- Original Belgian release poster
- Directed by: Pieter Van Hees
- Written by: Pieter Van Hees Christophe Dirickx Dimitri Karakatsanis
- Produced by: Bert Hamelinck Kato Maes Frank Van Passel
- Starring: Eline Kuppens Matthias Schoenaerts Tom De Wispelaere
- Cinematography: Nicolas Karakatsanis
- Edited by: Nico Leunen
- Production companies: Caviar Films Vlaams Audiovisueel Fonds
- Distributed by: Vlaamse Televisie Maatschappij (VTM)
- Release date: 26 March 2008;
- Running time: 102 minutes
- Country: Belgium
- Language: Dutch

= Left Bank (film) =

2008 Belgian horror film

Left Bank (Linkeroever) is a 2008 Belgian horror film directed by Pieter Van Hees, starring Eline Kuppens and Matthias Schoenaerts. Its musical score was composed by Simon Lenski.

==Plot==
Marie, an aspiring track star on her way to the European Championships, suffers a devastating setback when she is diagnosed with an immune infection and forced to rest. To pass the time, Marie moves in with Bobby, her charismatic new boyfriend who lives in a deluxe apartment in Antwerp's stylish Left Bank.

After learning the apartment's previous tenant mysteriously disappeared, Marie becomes obsessed with the mystery, all the while suffering from headaches, nausea, tension and insomnia. As Bobby dismisses her theories and fears, Marie delves deeper into her investigation, growing suspicious of her loving boyfriend and the ritzy building, whose long-hidden secrets have frightening consequences.
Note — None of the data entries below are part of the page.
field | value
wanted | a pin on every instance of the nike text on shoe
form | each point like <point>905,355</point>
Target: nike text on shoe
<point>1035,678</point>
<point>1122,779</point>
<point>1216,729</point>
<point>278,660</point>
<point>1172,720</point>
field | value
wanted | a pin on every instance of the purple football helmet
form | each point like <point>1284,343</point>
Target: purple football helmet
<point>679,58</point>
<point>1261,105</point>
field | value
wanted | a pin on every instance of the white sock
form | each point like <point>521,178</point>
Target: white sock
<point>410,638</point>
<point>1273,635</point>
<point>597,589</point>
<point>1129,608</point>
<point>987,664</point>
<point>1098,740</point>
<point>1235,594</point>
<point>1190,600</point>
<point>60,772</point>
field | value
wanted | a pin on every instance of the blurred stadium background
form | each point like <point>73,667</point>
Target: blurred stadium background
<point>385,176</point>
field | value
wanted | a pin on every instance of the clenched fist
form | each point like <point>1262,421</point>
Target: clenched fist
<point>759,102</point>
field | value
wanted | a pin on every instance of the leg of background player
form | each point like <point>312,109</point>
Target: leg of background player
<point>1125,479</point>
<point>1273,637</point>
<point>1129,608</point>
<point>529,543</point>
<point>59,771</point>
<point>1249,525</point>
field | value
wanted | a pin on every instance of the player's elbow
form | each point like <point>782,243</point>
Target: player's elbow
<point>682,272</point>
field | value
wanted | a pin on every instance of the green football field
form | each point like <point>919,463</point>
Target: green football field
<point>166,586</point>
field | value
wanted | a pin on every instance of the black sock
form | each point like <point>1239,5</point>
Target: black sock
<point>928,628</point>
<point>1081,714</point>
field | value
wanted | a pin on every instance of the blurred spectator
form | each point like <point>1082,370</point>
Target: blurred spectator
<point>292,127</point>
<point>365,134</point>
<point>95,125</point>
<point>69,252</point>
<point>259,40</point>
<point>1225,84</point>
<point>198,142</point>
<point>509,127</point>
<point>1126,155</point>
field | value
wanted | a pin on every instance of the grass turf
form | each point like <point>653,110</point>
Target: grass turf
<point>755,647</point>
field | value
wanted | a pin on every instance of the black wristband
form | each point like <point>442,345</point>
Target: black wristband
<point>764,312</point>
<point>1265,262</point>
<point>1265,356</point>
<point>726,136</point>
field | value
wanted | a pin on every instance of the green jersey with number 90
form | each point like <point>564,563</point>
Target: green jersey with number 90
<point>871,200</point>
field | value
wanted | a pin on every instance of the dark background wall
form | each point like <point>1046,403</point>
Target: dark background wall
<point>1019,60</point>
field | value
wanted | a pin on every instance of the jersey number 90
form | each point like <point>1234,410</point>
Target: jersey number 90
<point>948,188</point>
As the police close in and begin to investigate several mysterious deaths, it is revealed that Bobby is part of an ancient religious cult that celebrates rebirth and enacts a mysterious ritual every seven years on Samhain. As the day of the ritual approaches, Marie tries to leave, but Bobby catches her and drags her back. The cult enacts the ritual, forcing Marie into a black watery pit. As she passes through, she experiences a vision and then takes rebirth as a baby as she is reborn in the arms of her new parents.

==Reception==
As of July 2020, the film holds an 83% approval rating on Rotten Tomatoes, based on six reviews with an average rating of 7.17/10. Many of the reviewers did not understand the ending, with Leslie Felperin from Variety writing, "Pieter van Hees' feature debut demonstrates promise, especially in its spooky, suggestive first half, and nicely showcases the talents and chiseled physiques of leads Eline Kuppens and Matthias Schoenaerts; shame that script's last stretch is derivative and borderline silly." Film Threat gave the film a positive review, commending the film'ch characters, finale, and for its blend of "passion, creeps, and head-scratches". Neil Young of The Hollywood Reporter also wrote, "Overloaded with disturbing hallucinations and disorienting, wannabe-Lynchian dream-sequences, "Left Bank" gradually spirals from intriguing chilliness to mood-killing, murkily-plotted silliness. The last scene is a real head-scratcher." HorrorNews.net called the film " A remarkable dark tale of the supernatural, which incorporates black magic along with the bizarre"' praising the film's atmosphere, authentic feel, provocative story, finale, and acting.